Here is a rectangle made from squares. What do you notice? What do you wonder?

What are the dimensions of each square? The shape was built outwards, starting with the smallest squares. What dimensions of square would we need to add next? Where would we add it?

In the picture below, three congruent rectangles have been made in different ways with red and blue bricks. The blue bricks are all arranged pointing up and down. The red bricks are arranged going across. If we stick to this rule where blue bricks point in one direction and reds in the other, how else could you make this rectangle?

You might like to explore longer rectangles – this is the same size rectangle as five blue bricks, but we could make rectangles from six, seven or even more blue bricks. The bigger the rectangle you start with, the more ways there are of making it from a mixture of reds and blues in this way. Is there a pattern?

Here are four shapes made out of Lego. Which one doesn’t belong?

Could you make other Lego shapes that belong in a group with some of these ones? Could you make other groups of Lego shapes? Could you make shapes that don’t belong in your groups?

Here is a pattern made from red and white bricks. What do you notice? What do you wonder? Can you figure out how the pattern might have been made? Can you figure out how the pattern might continue?

On Day 19 the challenge was to find all possible pentominoes – the shapes made from 5 squares. Spoilers below – go and try the task first if you want to have a go for yourself.

Here are the twelve possible pentominoes, made out of lego. Some of them have been fitted together to make an enlargement of one of the pentominoes.

Can you make your own set of pentominoes? Can you make enlargements of any of the other shapes? Can you make a rectangle that uses all the pentominoes?

Here is a large square of Lego bricks. What do you notice? What do you wonder?
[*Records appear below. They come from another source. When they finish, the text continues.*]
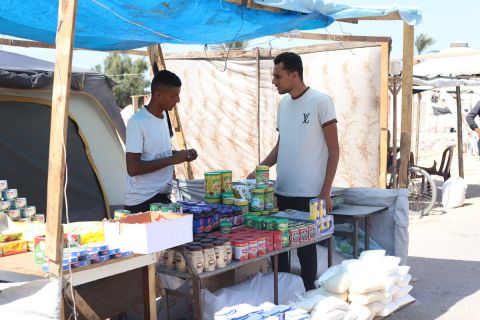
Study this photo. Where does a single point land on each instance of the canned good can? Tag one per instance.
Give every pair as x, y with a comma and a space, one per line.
226, 180
30, 211
258, 199
213, 184
40, 218
9, 194
118, 214
3, 185
19, 203
262, 174
5, 205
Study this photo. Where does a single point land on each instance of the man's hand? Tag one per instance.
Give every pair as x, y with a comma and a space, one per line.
328, 201
184, 155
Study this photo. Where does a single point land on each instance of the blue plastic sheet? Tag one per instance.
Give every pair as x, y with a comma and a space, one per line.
122, 25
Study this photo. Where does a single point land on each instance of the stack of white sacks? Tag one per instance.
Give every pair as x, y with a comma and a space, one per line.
374, 285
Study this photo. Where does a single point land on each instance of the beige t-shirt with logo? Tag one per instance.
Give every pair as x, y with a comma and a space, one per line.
303, 154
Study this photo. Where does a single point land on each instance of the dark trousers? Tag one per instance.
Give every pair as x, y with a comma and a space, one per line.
308, 254
145, 206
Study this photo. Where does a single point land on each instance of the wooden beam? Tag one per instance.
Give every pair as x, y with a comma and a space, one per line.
157, 62
58, 133
407, 84
459, 133
44, 45
333, 37
417, 128
384, 59
267, 53
392, 16
258, 103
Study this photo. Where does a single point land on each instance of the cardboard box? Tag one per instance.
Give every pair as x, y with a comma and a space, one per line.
149, 232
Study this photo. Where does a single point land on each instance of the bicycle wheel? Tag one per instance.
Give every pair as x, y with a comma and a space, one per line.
422, 191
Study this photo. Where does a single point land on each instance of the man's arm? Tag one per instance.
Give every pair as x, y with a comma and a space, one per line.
270, 160
331, 138
136, 166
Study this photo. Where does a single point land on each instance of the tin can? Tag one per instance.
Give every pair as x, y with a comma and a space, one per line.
30, 211
40, 218
262, 174
213, 184
19, 203
314, 209
118, 214
268, 199
226, 180
258, 199
9, 194
5, 205
242, 203
14, 214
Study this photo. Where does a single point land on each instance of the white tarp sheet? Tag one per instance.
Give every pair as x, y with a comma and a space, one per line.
219, 114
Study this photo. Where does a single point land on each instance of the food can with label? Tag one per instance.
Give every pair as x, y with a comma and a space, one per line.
226, 180
213, 184
262, 174
258, 199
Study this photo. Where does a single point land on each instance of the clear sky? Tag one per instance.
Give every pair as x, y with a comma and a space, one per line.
444, 21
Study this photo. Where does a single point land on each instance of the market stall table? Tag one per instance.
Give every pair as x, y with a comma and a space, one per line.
352, 214
106, 288
197, 278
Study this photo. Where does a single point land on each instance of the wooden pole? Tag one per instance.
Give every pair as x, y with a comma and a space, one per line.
383, 115
158, 63
459, 133
58, 133
258, 103
417, 138
407, 84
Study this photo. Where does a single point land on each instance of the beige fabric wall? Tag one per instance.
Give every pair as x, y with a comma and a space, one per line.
219, 114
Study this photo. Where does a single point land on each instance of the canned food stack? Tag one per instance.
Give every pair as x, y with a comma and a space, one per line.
205, 253
16, 207
77, 257
318, 214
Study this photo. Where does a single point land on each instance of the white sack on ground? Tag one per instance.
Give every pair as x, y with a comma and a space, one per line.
453, 192
35, 300
253, 292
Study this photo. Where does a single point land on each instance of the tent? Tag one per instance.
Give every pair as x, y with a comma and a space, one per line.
95, 136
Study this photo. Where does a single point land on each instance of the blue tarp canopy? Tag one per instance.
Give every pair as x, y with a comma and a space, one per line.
121, 25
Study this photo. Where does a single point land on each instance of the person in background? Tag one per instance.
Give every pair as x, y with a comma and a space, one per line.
149, 155
471, 122
306, 153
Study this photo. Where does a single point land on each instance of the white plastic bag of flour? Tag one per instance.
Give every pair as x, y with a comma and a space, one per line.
453, 192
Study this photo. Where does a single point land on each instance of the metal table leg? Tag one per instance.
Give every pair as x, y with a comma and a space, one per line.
330, 251
355, 238
367, 232
275, 279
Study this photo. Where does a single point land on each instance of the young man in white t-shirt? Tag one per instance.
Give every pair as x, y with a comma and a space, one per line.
306, 153
149, 155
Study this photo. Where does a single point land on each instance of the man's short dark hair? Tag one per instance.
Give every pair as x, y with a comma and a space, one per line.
165, 78
291, 62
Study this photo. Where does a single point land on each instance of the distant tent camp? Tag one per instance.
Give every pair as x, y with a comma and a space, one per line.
96, 134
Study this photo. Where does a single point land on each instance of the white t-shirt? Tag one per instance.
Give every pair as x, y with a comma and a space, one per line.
303, 153
148, 135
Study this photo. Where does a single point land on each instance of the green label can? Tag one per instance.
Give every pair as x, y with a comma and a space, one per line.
213, 184
226, 180
262, 174
258, 200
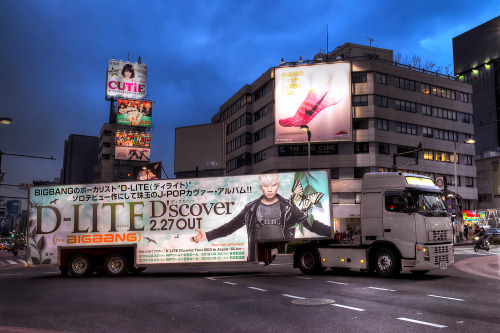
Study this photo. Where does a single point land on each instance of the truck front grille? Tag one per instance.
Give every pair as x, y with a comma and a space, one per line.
438, 259
440, 235
441, 249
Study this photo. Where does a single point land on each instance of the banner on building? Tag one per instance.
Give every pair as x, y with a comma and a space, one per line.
149, 171
181, 220
134, 113
132, 153
131, 139
317, 96
126, 80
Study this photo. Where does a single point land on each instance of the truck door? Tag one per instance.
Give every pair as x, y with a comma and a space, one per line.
399, 222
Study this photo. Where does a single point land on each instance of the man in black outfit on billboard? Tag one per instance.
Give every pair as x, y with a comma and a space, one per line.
268, 218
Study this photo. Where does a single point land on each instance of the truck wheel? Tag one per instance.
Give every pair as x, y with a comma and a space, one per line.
309, 262
116, 265
80, 265
386, 263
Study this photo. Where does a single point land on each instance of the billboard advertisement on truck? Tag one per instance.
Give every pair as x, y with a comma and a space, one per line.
199, 220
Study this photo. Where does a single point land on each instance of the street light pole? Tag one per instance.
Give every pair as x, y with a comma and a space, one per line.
306, 128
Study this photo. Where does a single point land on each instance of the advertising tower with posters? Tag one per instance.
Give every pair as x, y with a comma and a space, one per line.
125, 142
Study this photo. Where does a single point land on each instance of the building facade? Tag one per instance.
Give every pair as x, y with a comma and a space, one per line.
394, 108
476, 57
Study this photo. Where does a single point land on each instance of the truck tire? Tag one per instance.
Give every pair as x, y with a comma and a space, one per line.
386, 263
116, 265
309, 261
80, 264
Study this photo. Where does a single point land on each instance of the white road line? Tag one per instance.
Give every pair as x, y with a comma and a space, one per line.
422, 322
234, 276
291, 296
380, 289
453, 299
345, 284
348, 307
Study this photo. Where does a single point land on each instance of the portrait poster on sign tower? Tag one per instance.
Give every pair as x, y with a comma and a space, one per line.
314, 95
126, 80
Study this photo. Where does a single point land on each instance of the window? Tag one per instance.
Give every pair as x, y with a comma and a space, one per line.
244, 139
383, 124
242, 120
381, 78
469, 182
406, 128
442, 92
395, 202
445, 135
243, 100
357, 198
260, 93
360, 123
238, 162
381, 101
405, 106
383, 148
464, 97
260, 134
360, 172
425, 88
445, 114
261, 113
260, 156
361, 100
358, 77
426, 110
404, 83
428, 154
361, 148
427, 131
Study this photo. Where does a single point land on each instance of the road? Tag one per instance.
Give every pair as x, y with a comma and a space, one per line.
253, 298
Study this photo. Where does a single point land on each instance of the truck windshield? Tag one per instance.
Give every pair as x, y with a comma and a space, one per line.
431, 204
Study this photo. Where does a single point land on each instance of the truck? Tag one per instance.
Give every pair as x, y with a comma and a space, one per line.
404, 225
125, 227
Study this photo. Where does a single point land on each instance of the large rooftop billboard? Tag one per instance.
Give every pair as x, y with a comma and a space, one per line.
126, 80
134, 113
317, 96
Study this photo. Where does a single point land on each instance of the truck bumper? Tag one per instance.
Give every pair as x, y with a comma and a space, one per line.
430, 257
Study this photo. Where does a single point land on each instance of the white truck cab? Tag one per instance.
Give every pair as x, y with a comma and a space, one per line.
404, 226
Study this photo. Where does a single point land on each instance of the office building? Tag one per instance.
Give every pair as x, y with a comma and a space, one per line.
392, 109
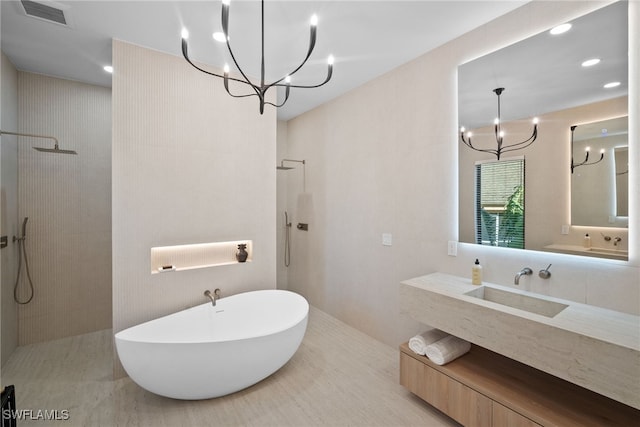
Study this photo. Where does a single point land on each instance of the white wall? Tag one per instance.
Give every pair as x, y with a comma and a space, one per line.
9, 206
383, 159
190, 165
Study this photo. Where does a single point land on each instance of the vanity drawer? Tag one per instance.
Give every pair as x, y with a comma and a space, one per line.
458, 401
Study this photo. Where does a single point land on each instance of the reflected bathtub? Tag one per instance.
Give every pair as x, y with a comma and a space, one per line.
206, 351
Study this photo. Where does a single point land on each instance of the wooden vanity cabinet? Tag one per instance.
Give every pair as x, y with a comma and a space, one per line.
483, 388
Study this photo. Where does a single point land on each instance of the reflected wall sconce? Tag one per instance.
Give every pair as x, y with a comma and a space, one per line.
261, 89
585, 162
501, 146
Can you see any smaller squares in the large square? Can you see any half-squares? If this was the fourth pattern in a sequence, what might the fifth one look like?

Here are two shapes made from Lego. What’s the same? What’s different?

Both shapes use 20 red bricks to make the border. What other shapes can you make with a border made from 20 red bricks? How many yellow bricks would you need to fill in the interior of your shapes?